The output fo the DQN model is not within the action space.
Something is wrong when constructing the torch model when dueling is off. The output dimension of the model is equal to whatever is passed in "fcnet_hiddens" instead of being of the size of the action space.
Ray version and other system information (Python version, TensorFlow version, OS):
import ray
from ray import tune
ray.init()
config = {
"env": "CartPole-v1",
"num_workers": 1,
"train_batch_size": 128,
"learning_starts": 128,
"model": {"fcnet_hiddens": [32]},
"dueling": False ,
"framework": "torch"
}
tune.run("DQN", name="MWE", config=config, stop={"training_iteration": 100})

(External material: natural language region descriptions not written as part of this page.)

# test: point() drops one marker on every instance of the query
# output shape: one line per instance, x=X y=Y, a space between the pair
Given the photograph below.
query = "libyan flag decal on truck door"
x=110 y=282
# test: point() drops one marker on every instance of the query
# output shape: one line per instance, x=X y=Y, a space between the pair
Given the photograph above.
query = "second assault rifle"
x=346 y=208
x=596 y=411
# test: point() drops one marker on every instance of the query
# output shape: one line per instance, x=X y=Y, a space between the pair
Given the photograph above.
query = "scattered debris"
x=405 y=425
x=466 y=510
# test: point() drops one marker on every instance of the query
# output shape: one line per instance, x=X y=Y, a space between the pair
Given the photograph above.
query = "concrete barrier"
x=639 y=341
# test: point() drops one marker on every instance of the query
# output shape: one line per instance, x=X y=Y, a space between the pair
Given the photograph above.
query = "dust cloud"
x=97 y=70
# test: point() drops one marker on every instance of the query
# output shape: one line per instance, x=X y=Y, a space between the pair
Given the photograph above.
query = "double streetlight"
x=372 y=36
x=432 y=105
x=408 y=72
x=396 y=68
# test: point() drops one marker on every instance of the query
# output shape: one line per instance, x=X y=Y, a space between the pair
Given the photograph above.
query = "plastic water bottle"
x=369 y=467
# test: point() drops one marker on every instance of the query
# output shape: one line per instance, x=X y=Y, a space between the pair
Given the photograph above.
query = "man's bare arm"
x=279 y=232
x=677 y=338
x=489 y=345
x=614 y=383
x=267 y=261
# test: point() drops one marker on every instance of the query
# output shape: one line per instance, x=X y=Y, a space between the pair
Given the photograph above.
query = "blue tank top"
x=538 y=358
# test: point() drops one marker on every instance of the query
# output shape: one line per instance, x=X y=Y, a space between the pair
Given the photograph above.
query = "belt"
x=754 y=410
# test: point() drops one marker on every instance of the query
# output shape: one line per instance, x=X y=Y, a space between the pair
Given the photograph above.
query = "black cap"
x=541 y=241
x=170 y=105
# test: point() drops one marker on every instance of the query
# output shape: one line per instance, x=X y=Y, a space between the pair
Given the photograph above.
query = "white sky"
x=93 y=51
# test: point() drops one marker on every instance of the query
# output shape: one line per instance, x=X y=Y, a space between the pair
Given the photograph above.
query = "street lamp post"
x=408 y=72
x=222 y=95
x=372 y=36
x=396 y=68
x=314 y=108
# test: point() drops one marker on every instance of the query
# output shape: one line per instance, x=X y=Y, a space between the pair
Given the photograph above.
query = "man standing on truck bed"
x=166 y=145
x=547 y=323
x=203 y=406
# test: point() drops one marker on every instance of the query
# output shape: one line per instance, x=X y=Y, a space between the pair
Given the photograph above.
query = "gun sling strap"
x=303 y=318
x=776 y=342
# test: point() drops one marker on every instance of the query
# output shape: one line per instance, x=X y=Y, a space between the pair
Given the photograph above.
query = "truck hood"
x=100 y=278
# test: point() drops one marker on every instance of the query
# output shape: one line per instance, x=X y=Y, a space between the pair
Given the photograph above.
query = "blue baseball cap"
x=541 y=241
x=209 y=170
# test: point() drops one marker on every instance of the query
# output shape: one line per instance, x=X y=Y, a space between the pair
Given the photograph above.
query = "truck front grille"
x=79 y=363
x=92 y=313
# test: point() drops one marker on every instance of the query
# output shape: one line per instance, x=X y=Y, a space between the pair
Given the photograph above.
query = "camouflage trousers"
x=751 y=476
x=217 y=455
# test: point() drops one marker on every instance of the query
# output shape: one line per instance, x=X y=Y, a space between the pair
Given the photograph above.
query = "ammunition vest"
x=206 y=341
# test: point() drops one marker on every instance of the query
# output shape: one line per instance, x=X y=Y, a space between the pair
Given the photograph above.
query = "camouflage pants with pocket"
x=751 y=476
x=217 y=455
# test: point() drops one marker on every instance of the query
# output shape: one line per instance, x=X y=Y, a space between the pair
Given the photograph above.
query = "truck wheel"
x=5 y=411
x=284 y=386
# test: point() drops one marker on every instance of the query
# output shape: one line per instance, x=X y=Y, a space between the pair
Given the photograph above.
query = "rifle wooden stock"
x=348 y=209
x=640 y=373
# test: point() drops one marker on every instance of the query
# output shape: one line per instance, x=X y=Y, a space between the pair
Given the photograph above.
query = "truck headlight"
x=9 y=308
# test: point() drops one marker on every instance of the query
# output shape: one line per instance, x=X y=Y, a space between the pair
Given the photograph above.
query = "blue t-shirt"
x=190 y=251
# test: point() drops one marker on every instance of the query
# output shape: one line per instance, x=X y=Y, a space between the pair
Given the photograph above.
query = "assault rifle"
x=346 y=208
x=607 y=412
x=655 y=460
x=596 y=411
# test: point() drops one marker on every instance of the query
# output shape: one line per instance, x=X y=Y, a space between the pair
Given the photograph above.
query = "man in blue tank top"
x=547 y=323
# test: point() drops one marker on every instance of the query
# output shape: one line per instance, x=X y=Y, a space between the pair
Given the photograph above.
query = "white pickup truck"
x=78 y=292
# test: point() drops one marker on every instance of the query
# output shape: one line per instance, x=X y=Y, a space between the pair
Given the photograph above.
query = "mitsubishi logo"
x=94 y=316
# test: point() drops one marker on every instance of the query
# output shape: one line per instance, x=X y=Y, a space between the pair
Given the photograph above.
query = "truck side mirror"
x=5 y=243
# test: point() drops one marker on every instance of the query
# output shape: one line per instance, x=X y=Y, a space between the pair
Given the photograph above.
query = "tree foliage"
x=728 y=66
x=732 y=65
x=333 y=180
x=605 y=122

Can you just change the following in your rllib/agents/dqn/dqn_torch_model.py (c'tor) ?
advantage_module = nn.Sequential()
value_module = nn.Sequential()
# Dueling case: Build the shared (advantages and value) fc-network.
if self.dueling:
for i, n in enumerate(q_hiddens):
advantage_module.add_module("dueling_A_{}".format(i),
nn.Linear(ins, n))
value_module.add_module("dueling_V_{}".format(i),
nn.Linear(ins, n))
# Add activations if necessary.
if dueling_activation == "relu":
advantage_module.add_module("dueling_A_act_{}".format(i),
nn.ReLU())
value_module.add_module("dueling_V_act_{}".format(i),
nn.ReLU())
elif dueling_activation == "tanh":
advantage_module.add_module("dueling_A_act_{}".format(i),
nn.Tanh())
value_module.add_module("dueling_V_act_{}".format(i),
nn.Tanh())
# Add LayerNorm after each Dense.
if add_layer_norm:
advantage_module.add_module("LayerNorm_A_{}".format(i),
nn.LayerNorm(n))
value_module.add_module("LayerNorm_V_{}".format(i),
nn.LayerNorm(n))
ins = n
# Actual Advantages layer (nodes=num-actions) and
# value layer (nodes=1).
advantage_module.add_module("A", nn.Linear(ins, action_space.n))
value_module.add_module("V", nn.Linear(ins, 1))
That should fix it. Will PR now ...
@MaximeBouton
Just saw this, I can give it a try tomorrow morning
This PR fixes the issue: https://github.com/ray-project/ray/pull/9386
Will be merged today into master. Thanks for filing this!
Closing it now. Please feel free to re-open should this still not work on your end.
I installed the nightly version and it works, thanks for the quick fix!
This has been merged into master.
Awesome! Glad it's working. :)